Le Grand Prix du roman de l’Académie française a été décerné à Dominique Barbéris


Dominique Barbéris, merci pour ce roman
L'écrivain Dominique Barbéris, devant l'Académie française, Paris, 26 octobre 2023 © ISA HARSIN/SIPA

Une Façon d’aimer: celle des Immortels.


Dominique Barbéris vient d’être récompensée par le Grand Prix du roman de l’Académie française pour Une façon d’aimer. Patrick Grainville, dès La Ville, (1996), premier ouvrage de la romancière, avait été enthousiasmé par son écriture aussi élégante que subtile : « Tout l’art de la romancière est dans l’acuité de son regard. Précis, cernant détails, matières et nuances. Les variations du ciel captées à fleur de peau, les petites pluies poudreuses comme autant d’avatars de l’âme. » Dans ses récits, Dominique Barbéris, normalienne et agrégée de Lettres modernes, fait affleurer les âmes et les vies de personnages dont elle préserve l’intimité. Photographe, elle fixe l’infime, l’impalpable et le labile et immortalise le trait de lumière, quand il déchire le clair-obscur ; nez, elle recompose des fragrances oubliées, autrefois respirées. Si, dans Une façon d’aimer, Dominique Barbéris matérialise, bien sûr, l’écume d’une vie et peint le passage sur terre, elle les arrime aussi solidement à l’Histoire. C’est ce qui rend ce roman dédiéà la mémoire d’un père, parti en Afrique en 1950, si touchant. « Je retourne à Douala », dit la mère très âgée de l’auteur, en lisant Une façon d’aimer. Dominique Barbéris a écrit ce très beau roman en cherchant à retourner au Cameroun où elle est née.

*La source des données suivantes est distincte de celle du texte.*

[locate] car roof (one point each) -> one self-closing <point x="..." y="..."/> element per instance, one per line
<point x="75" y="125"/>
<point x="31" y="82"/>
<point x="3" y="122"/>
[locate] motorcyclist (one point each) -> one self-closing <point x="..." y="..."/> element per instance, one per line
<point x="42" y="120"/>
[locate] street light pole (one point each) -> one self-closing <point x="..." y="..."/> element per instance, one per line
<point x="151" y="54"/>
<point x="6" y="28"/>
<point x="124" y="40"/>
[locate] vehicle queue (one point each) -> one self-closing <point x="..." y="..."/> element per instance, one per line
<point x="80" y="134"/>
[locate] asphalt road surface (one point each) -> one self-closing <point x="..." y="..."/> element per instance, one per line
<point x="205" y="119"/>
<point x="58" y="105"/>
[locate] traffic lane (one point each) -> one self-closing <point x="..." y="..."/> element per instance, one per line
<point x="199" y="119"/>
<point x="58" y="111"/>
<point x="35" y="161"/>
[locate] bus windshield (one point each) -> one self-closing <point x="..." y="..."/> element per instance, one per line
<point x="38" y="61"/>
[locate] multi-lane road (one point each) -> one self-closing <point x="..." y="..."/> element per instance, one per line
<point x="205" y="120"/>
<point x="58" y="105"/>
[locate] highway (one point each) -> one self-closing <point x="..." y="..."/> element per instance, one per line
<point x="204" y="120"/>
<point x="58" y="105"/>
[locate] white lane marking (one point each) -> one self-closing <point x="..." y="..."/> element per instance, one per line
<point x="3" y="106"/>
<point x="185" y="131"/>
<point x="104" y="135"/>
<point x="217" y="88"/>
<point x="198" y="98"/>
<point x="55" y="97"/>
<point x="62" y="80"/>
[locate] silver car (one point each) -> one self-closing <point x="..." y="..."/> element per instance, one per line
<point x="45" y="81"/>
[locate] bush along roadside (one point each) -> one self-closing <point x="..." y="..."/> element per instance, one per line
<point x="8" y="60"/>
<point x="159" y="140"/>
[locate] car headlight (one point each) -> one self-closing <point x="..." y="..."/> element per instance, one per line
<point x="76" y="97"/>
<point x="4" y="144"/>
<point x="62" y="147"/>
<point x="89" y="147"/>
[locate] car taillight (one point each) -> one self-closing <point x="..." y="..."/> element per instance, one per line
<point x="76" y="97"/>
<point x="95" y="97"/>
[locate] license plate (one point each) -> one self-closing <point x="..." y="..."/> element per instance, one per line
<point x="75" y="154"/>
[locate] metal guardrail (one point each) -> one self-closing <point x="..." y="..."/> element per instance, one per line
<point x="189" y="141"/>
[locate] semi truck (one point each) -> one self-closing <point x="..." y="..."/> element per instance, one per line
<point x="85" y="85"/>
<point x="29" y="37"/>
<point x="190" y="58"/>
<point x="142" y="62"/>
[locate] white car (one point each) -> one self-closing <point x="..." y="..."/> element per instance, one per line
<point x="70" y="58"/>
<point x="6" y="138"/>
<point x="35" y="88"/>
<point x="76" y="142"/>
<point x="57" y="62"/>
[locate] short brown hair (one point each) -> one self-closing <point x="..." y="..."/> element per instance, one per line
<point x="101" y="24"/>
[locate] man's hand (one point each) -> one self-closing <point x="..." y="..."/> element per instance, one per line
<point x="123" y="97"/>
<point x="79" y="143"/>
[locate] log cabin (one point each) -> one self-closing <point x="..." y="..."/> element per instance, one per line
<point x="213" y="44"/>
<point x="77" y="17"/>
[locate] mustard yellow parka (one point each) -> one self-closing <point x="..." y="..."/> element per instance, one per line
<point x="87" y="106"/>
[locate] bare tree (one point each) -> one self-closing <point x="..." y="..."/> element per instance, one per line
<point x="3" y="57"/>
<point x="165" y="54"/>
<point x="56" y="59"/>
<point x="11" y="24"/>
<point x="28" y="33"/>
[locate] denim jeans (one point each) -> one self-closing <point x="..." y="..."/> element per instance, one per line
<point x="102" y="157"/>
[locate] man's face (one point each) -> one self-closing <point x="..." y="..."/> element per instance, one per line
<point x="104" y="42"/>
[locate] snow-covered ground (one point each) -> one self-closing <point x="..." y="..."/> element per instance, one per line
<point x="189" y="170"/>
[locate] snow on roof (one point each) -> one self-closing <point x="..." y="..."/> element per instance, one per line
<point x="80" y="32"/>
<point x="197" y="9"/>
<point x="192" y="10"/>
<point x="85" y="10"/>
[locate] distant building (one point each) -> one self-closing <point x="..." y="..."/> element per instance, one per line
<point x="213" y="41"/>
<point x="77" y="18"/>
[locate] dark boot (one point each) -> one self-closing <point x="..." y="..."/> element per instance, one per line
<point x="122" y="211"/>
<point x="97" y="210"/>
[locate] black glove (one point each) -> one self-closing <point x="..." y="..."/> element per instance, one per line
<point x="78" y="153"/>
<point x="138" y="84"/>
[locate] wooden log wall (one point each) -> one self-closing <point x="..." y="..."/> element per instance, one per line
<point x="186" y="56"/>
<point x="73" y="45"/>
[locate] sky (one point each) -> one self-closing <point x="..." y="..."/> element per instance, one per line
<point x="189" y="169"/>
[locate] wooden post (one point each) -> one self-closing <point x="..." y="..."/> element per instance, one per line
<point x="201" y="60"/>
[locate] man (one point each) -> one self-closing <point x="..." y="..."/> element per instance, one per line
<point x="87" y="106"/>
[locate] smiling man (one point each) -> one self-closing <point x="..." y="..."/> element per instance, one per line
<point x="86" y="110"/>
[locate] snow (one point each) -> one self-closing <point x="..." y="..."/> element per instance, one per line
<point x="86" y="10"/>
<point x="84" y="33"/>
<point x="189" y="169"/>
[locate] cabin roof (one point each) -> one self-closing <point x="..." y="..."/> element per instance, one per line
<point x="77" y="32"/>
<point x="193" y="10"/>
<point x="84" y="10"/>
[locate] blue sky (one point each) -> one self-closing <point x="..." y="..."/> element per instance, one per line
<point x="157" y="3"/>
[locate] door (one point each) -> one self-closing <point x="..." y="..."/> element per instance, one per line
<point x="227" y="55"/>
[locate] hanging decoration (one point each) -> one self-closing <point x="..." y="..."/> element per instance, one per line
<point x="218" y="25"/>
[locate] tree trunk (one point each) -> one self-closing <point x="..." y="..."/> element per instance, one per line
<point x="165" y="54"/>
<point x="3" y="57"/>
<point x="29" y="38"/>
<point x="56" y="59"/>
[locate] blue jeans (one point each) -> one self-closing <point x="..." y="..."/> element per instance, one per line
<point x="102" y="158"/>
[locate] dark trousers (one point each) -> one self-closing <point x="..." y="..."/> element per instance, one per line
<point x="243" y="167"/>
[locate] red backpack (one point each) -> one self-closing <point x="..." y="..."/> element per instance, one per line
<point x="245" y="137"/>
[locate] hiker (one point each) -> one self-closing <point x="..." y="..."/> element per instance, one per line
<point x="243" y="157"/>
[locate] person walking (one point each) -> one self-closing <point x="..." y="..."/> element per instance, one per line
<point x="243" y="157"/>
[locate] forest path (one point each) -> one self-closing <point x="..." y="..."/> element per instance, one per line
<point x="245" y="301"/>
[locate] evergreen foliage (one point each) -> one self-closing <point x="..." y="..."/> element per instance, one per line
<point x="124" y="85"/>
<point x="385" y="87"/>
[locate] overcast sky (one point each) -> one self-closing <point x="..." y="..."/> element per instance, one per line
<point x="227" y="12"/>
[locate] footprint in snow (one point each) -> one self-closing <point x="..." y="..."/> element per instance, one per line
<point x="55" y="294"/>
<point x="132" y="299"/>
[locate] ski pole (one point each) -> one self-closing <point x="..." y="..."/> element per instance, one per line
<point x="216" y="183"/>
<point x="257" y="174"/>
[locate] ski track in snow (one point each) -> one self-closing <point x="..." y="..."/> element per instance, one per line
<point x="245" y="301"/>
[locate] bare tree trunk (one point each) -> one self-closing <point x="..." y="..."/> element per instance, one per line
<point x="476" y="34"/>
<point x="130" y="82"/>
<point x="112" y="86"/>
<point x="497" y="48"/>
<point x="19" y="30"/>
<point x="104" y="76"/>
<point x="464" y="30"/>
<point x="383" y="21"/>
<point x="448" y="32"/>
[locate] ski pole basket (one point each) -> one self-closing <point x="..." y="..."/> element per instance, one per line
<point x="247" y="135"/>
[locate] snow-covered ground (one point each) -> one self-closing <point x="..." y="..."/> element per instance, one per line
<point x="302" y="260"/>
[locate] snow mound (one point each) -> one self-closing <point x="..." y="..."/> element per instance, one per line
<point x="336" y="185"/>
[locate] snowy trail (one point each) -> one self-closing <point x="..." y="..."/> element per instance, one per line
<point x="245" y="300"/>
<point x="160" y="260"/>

C’est le « livre sur rien » rêvé par Flaubert qu’écrit, avec Une façon d’aimer, celle qui fut reçue à l’agrégation « l’année de L’Éducation sentimentale » : la narratrice, alter ego de l’écrivain et nièce du personnage principal reconstitue à partir de photos couleur sépia et de courriers jaunis le parcours sans éclat d’une femme française dans les Trente Glorieuses et la décolonisation. Madeleine, une jeune provinciale timide qui a « quelque chose de Michèle Morgan » quitte Nantes pour suivre à Douala un mari qu’elle connaît à peine. Ce Charles Bovary intelligent y travaille, employé à la Société des bois du Cameroun. Ils y resteront quatre ans, jusqu’à l’indépendance. Dans une ville chatoyante aux odeurs fortes, l’héroïne, petite sœur de la Princesse de Clèves comme de Madame Arnoux et d’Emma Bovary, s’ennuie dans sa maison à colonnades, souvent seule avec son boy et sa petite fille. Elle n’aime pas se mêler au microcosme des expatriés et fuit ses mondanités, ses médisances et ses intrigues. Effacée, elle redoute les femmes de ce milieu confiné : frivoles, coquettes et délurées. Pourtant, lors d’une soirée à la Délégation alors qu’elle fait tapisserie, elle croise un homme aux manières d’aventurier, ce séducteur brun exsude la force et la virilité : un Monsieur de Nemours mâtiné de Rodolphe Boulanger : « Ce fut comme une apparition », « Leurs yeux se rencontrèrent ». Flaubert, toujours, mais aussi Madame de La Fayette et puis, une variation sur l’inépuisable scène de la première rencontre, très réussie. Commencent de chastes promenades dans une Douala moite où couve l’indépendance prochaine. Madeleine, troublée par l’administrateur colonial, parle à peine, tenant sa petite fille par la main. Et voilà que l’homme à femmes se met à aimer l’épouse fidèle et réservée. Un soir, alors que la pluie équatoriale s’abat sur la ville halitueuse où gronde la révolte, Madeleine saura-t-elle braver un couvre-feu fraîchement imposé pour se rendre à ce qui s’annonce comme un dernier rendez-vous ?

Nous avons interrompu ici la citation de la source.